Solving the Inference Cold-Start Bottleneck

Inference workloads on Kubernetes often suffer from multi-minute cold-start times due to container image pulling, weight loading, and CUDA kernel compilation. During this period, GPUs remain idle, leading to SLA violations during traffic spikes. NVIDIA Dynamo Snapshot addresses this by checkpointing a fully initialized, "warm" inference worker and restoring it on demand.

The Checkpoint/Restore Mechanism

Dynamo Snapshot utilizes two primary tools to capture the full state of an inference worker:

  • cuda-checkpoint: Serializes GPU-side state (CUDA contexts, streams, and memory) into CPU memory.
  • CRIU (Checkpoint/Restore in Userspace): Serializes the host-side process tree (threads, file descriptors, namespaces) to disk.

To manage this in Kubernetes, NVIDIA provides a privileged snapshot-agent DaemonSet. This agent handles the orchestration of checkpointing and restoration at the container level, ensuring the filesystem and process state remain synchronized.

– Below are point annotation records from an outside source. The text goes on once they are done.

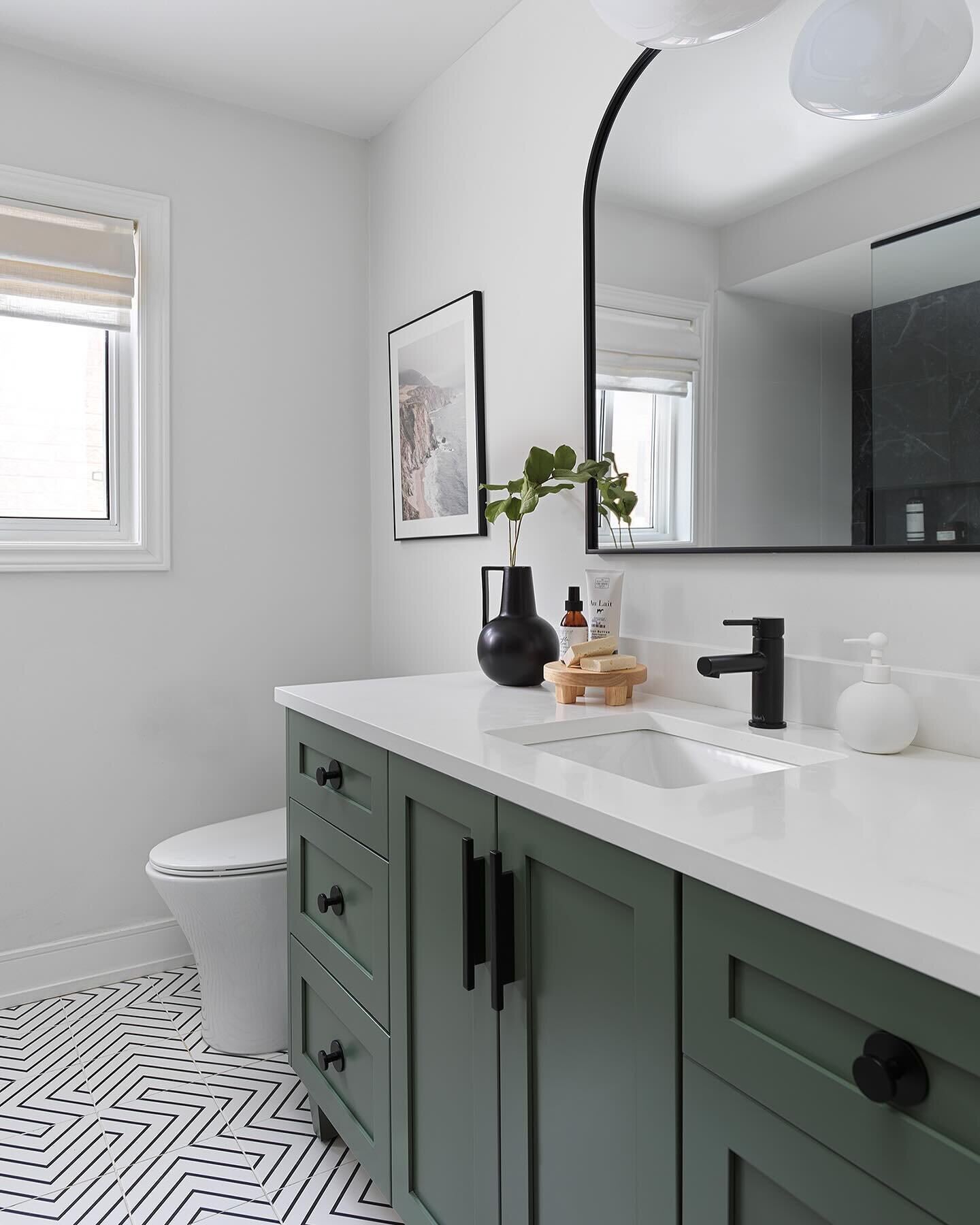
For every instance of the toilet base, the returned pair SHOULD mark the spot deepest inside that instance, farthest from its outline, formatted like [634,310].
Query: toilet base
[237,929]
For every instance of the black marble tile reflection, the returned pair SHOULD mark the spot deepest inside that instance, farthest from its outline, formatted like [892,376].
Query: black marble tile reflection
[860,331]
[912,433]
[915,425]
[963,309]
[909,341]
[964,425]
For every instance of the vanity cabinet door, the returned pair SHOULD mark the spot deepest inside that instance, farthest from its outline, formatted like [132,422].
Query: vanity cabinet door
[588,1033]
[742,1165]
[444,1038]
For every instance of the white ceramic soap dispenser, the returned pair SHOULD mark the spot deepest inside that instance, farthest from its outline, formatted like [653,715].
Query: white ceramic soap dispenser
[876,716]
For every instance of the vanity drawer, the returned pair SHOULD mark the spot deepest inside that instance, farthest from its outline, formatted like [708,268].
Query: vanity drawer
[327,868]
[782,1011]
[359,802]
[355,1098]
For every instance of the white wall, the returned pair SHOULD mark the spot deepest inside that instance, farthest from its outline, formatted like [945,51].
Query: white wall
[135,706]
[640,250]
[478,185]
[936,178]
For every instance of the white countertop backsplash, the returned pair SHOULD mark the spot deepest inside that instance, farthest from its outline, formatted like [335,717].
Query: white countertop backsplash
[882,851]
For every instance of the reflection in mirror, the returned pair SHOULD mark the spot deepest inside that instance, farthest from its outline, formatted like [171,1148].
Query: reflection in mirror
[787,310]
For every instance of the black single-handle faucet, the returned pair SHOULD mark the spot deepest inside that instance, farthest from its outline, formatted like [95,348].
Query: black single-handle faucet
[766,666]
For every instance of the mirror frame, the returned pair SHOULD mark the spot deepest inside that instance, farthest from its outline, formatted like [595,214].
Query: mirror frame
[592,517]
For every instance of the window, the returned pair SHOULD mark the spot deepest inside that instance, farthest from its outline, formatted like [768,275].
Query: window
[651,435]
[649,410]
[84,412]
[54,421]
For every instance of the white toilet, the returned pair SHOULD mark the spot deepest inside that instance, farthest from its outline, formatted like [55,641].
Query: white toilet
[226,887]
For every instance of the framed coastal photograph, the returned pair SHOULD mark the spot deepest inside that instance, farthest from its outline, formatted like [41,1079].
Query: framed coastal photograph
[435,364]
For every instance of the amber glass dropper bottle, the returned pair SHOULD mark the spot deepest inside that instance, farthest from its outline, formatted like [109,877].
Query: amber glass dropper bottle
[574,626]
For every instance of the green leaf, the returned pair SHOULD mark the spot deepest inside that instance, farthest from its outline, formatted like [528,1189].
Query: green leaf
[494,508]
[539,466]
[528,497]
[512,508]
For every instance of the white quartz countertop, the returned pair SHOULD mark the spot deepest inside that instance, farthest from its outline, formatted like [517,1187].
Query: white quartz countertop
[882,851]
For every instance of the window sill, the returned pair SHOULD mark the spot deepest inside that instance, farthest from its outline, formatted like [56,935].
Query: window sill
[80,555]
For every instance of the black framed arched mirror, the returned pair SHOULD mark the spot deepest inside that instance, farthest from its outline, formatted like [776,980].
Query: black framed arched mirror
[782,310]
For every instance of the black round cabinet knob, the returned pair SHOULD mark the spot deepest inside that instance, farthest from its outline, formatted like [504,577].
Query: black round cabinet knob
[332,900]
[333,776]
[891,1072]
[336,1058]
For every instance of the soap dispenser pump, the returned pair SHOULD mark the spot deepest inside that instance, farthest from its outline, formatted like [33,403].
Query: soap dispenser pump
[875,716]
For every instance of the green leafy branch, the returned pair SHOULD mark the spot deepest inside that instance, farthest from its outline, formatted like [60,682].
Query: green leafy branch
[548,472]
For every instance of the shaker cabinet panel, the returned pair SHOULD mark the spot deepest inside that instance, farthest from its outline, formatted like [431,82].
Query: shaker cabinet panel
[782,1012]
[341,778]
[341,1054]
[338,906]
[444,1036]
[588,1059]
[742,1165]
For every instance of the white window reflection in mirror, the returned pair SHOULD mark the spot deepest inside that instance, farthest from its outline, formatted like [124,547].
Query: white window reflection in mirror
[652,410]
[836,390]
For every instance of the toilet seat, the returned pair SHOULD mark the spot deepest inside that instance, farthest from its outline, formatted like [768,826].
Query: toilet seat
[242,847]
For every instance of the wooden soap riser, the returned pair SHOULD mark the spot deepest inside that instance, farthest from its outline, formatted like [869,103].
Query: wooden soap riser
[571,683]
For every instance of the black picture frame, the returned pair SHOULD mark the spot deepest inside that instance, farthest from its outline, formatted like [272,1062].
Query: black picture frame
[467,309]
[592,519]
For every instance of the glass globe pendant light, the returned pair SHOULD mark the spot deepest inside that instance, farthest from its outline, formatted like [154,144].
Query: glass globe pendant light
[868,59]
[681,22]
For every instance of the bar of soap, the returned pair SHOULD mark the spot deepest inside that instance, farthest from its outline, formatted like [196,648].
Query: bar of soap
[608,663]
[580,651]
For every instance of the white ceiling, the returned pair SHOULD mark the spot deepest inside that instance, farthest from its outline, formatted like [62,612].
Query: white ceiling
[713,134]
[349,65]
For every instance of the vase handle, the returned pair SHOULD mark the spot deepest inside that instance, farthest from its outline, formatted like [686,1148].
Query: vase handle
[484,572]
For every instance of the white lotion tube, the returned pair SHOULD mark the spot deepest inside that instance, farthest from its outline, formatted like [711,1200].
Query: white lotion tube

To handle distributed runtime constraints, the system uses quiesce/resume hooks, where the worker waits for a signal file before initializing network connections, ensuring the restored process resumes in a consistent state.

Performance Optimizations

To make checkpointing viable for large models, NVIDIA implemented several critical optimizations:

  • KV Cache Unmap: By using the CUDA Virtual Memory Management API (cuMemUnmap and cuMemRelease), the system releases physical memory for the KV cache while maintaining the virtual address range, significantly reducing checkpoint sizes (e.g., from ~190 GiB to ~6 GiB for Qwen3-0.6B).
  • CRIU Enhancements: Future upstream improvements include parallel memfd restoration and the use of Linux native AIO (io_submit) to eliminate serial bottlenecks in memory restoration, allowing restore speeds to approach the theoretical storage bandwidth limit.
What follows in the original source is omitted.